We generally choose Oracle 12c whenever the requirements include reliability, scalability, and interconnectivity with existing applications. Most application upgrades are re-hosted in Oracle, if on Oracle. If the application supplier prefers, or has exclusive experience with a different technology, and we still prefer that particular application, it doesn't go on Oracle. If it's compatible with 12c, we'll build it on 12c. If not certified yet, we go with 11gR2 (11.2.0.4). While it would be nice to live in a unified architecture shop, it most cases, other than newly formed organizations, it doesn't become or remain practical in the long run to attempt to force uni-vendor approaches (unless, of course, you're Oracle itself, and then you acquire what's needed, and then re-brand it. That works, too.)

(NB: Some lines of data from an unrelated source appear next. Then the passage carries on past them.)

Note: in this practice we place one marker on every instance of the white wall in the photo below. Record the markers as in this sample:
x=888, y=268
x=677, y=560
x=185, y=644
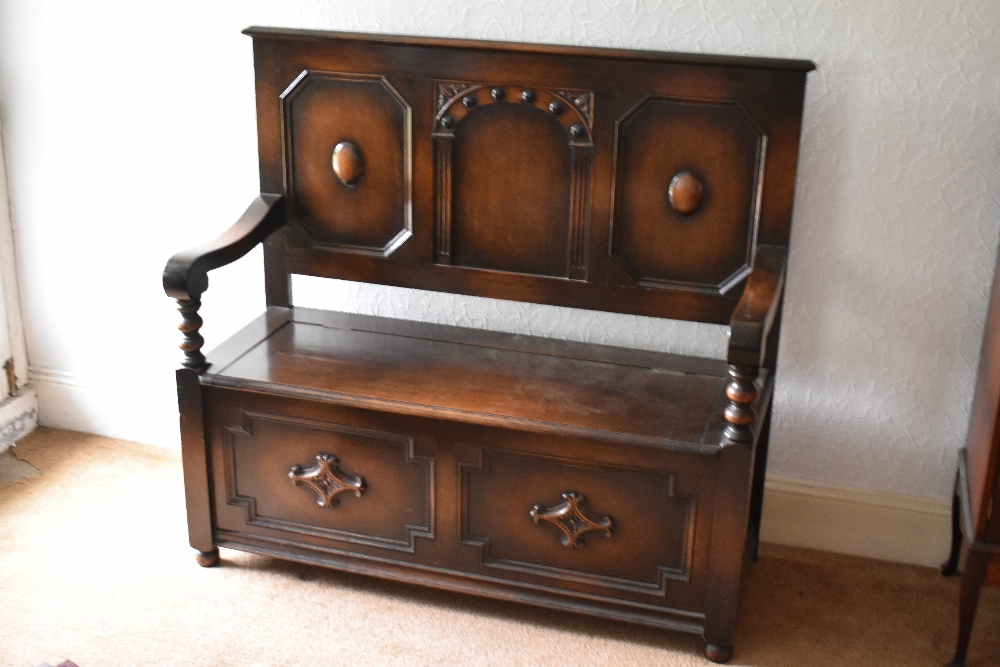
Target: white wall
x=130, y=135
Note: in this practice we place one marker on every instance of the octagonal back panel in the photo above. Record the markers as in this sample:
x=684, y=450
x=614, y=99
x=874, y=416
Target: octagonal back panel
x=359, y=199
x=714, y=150
x=631, y=182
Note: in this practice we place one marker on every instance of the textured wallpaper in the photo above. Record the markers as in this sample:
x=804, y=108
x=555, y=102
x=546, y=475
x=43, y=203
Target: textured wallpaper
x=129, y=132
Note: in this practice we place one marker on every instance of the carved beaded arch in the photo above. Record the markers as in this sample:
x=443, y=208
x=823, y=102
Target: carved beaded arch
x=573, y=109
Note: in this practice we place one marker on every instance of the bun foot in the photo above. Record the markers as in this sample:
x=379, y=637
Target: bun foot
x=207, y=558
x=717, y=653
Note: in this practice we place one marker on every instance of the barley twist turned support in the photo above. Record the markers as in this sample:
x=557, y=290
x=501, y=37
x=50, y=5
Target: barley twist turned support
x=741, y=393
x=190, y=324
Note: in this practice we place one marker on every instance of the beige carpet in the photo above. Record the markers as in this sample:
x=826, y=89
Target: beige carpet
x=95, y=567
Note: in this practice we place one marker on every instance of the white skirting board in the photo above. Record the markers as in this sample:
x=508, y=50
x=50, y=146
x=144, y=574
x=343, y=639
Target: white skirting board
x=796, y=513
x=18, y=417
x=857, y=522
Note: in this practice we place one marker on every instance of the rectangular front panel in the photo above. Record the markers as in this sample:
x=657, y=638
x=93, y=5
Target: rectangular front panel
x=588, y=518
x=567, y=519
x=281, y=471
x=583, y=178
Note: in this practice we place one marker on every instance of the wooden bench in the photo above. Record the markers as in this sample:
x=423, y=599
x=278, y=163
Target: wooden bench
x=621, y=483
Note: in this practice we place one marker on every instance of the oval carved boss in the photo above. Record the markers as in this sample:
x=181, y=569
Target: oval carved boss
x=347, y=163
x=685, y=192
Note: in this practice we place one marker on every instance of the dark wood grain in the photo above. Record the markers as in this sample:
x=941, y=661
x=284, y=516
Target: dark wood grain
x=186, y=274
x=977, y=486
x=754, y=315
x=622, y=483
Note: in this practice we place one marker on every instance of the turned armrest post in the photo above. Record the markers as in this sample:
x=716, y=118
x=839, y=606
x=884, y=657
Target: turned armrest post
x=185, y=277
x=190, y=324
x=740, y=414
x=750, y=333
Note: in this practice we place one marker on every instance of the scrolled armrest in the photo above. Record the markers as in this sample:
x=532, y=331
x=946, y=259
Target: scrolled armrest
x=754, y=315
x=185, y=277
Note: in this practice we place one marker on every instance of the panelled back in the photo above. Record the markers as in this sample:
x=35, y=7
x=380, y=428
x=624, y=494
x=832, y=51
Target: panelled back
x=624, y=181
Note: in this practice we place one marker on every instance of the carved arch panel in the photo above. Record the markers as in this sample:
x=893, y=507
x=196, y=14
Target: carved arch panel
x=513, y=178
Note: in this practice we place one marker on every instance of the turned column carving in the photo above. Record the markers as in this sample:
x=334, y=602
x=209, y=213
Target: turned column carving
x=741, y=392
x=190, y=324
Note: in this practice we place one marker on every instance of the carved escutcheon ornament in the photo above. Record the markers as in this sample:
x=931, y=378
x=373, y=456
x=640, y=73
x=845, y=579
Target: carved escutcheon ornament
x=327, y=479
x=572, y=519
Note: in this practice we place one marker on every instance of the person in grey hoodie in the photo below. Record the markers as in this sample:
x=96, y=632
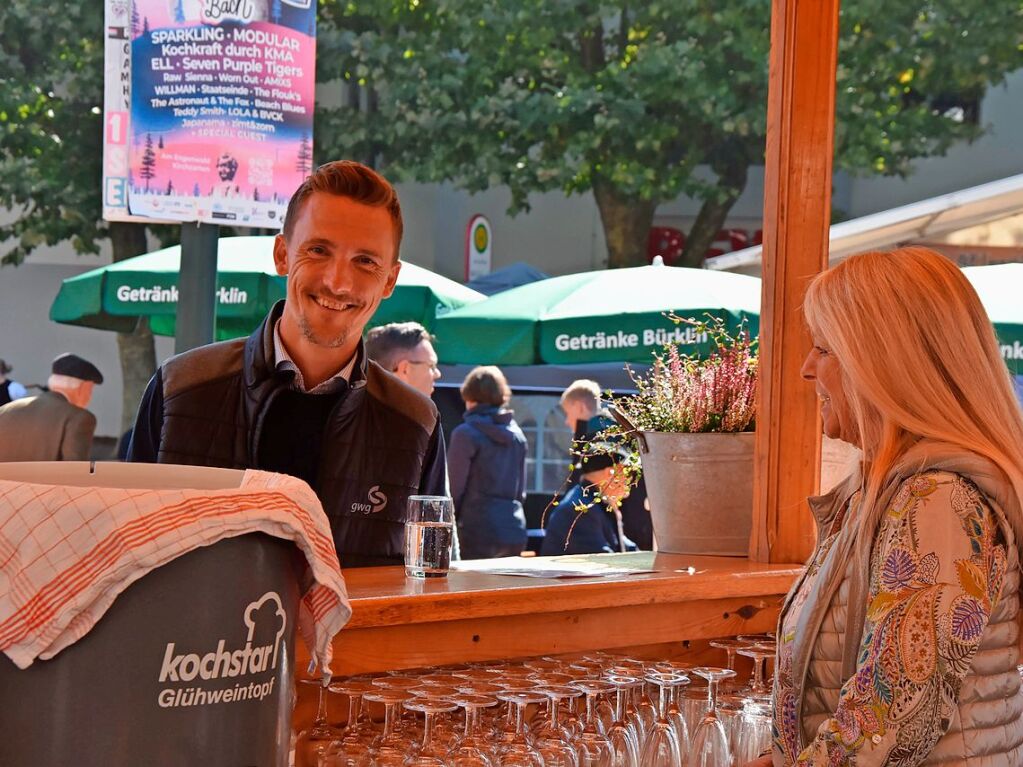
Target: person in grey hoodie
x=487, y=467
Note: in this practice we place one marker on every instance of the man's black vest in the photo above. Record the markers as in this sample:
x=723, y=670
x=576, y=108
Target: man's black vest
x=373, y=448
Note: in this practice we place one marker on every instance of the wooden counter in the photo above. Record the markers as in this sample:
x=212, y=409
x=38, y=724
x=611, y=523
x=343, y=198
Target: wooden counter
x=404, y=623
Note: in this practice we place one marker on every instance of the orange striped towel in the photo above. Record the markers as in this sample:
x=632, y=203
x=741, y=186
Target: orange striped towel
x=68, y=552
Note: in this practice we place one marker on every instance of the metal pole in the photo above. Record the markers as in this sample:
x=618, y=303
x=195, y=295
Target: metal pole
x=196, y=286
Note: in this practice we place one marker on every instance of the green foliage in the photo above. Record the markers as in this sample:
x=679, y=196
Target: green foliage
x=582, y=94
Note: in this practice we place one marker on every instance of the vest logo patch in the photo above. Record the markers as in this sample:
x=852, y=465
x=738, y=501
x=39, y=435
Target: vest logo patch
x=376, y=501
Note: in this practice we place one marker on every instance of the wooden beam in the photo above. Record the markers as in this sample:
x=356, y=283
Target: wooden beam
x=797, y=215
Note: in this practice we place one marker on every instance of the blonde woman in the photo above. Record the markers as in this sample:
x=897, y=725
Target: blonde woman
x=898, y=645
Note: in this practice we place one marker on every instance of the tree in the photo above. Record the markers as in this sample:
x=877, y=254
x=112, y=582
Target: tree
x=638, y=102
x=51, y=149
x=148, y=165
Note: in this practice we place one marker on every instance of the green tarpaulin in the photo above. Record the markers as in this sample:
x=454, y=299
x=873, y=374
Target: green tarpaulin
x=605, y=316
x=113, y=298
x=1001, y=290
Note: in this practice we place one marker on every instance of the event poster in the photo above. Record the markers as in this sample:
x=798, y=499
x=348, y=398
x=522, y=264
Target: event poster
x=221, y=108
x=117, y=104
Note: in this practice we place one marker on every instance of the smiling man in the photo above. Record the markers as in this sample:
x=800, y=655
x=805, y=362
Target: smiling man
x=300, y=395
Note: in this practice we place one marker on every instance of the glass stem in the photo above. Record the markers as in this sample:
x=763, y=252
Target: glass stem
x=428, y=729
x=556, y=705
x=664, y=690
x=620, y=695
x=354, y=710
x=321, y=707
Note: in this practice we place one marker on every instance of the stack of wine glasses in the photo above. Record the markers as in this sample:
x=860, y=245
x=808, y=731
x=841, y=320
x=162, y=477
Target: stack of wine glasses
x=596, y=710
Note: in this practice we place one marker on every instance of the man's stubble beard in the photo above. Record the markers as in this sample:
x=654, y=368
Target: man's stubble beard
x=316, y=340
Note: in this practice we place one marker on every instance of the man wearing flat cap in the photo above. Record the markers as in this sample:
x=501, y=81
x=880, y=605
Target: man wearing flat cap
x=53, y=425
x=588, y=521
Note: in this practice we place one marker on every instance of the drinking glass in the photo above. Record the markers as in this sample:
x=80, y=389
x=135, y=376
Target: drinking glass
x=313, y=740
x=592, y=745
x=662, y=748
x=729, y=646
x=710, y=741
x=473, y=749
x=622, y=733
x=390, y=748
x=759, y=653
x=352, y=749
x=429, y=533
x=753, y=731
x=519, y=752
x=551, y=734
x=431, y=753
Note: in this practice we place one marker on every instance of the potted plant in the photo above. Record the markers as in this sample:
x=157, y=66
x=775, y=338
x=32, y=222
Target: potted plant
x=691, y=432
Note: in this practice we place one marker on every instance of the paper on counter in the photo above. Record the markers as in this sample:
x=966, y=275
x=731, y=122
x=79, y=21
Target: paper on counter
x=582, y=566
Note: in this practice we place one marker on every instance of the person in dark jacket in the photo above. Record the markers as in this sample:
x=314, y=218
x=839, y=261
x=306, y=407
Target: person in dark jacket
x=586, y=417
x=300, y=395
x=487, y=462
x=588, y=520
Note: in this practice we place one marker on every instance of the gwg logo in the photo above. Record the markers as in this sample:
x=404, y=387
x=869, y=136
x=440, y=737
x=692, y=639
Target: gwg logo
x=376, y=501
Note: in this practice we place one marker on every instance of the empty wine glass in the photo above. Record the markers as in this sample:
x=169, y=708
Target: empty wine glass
x=551, y=734
x=430, y=753
x=474, y=749
x=622, y=733
x=592, y=745
x=729, y=646
x=519, y=752
x=662, y=748
x=312, y=741
x=390, y=748
x=710, y=741
x=753, y=730
x=759, y=653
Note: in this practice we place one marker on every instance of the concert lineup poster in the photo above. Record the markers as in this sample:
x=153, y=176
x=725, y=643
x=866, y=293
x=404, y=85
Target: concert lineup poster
x=221, y=124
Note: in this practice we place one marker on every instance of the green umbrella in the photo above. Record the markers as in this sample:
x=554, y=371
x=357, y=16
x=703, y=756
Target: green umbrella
x=1001, y=290
x=606, y=316
x=114, y=297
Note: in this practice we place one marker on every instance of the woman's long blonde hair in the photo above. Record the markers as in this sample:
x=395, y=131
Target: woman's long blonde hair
x=920, y=360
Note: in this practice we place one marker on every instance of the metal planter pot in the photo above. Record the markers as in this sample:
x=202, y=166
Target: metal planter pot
x=701, y=491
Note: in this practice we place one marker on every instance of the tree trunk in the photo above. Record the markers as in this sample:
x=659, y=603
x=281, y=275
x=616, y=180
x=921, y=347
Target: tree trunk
x=626, y=224
x=137, y=351
x=731, y=177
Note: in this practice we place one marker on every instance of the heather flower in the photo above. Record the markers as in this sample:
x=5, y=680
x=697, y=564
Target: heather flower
x=683, y=393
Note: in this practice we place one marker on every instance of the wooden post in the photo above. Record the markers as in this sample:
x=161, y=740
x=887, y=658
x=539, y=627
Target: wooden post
x=797, y=216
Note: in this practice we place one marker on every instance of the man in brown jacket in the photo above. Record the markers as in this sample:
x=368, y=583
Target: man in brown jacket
x=53, y=425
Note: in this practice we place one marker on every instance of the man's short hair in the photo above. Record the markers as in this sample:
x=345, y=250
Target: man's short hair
x=348, y=179
x=584, y=391
x=389, y=345
x=486, y=386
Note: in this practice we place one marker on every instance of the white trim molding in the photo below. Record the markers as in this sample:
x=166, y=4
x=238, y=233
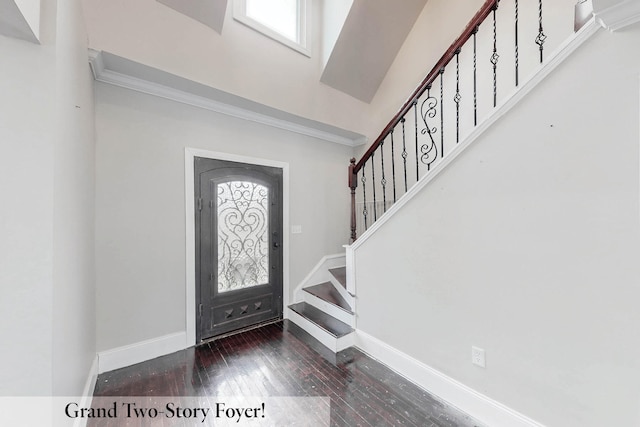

Oracle WebCenter Content, Oracle Enterprise Manager Cloud Control, Oracle eBusiness Suite, Oracle PeopleSoft HCM, IBM Cognos, Magento, MySQL
Great platform for any advanced application, that must be scalable, multi-platform, and certainly supporting a multitude of data-related technologies, whether Java, XML, external tables, advanced analytics, or high-availability.

I wouldn't consider Oracle 12c for an appliance application data source (meaning runtime distributions), or even for applications with limited vertical or horizontal customer focus (such as a 100-customer e-Commerce website) simply because it's a 1000lb hammer for a 1lb nail. If I had to choose an Oracle-provided resource in those cases, Oracle MySQL shines as a much easier and lighter footprint data repository, which has superior performance, and some of the most popular performance features, in a low cost-of-entry price point.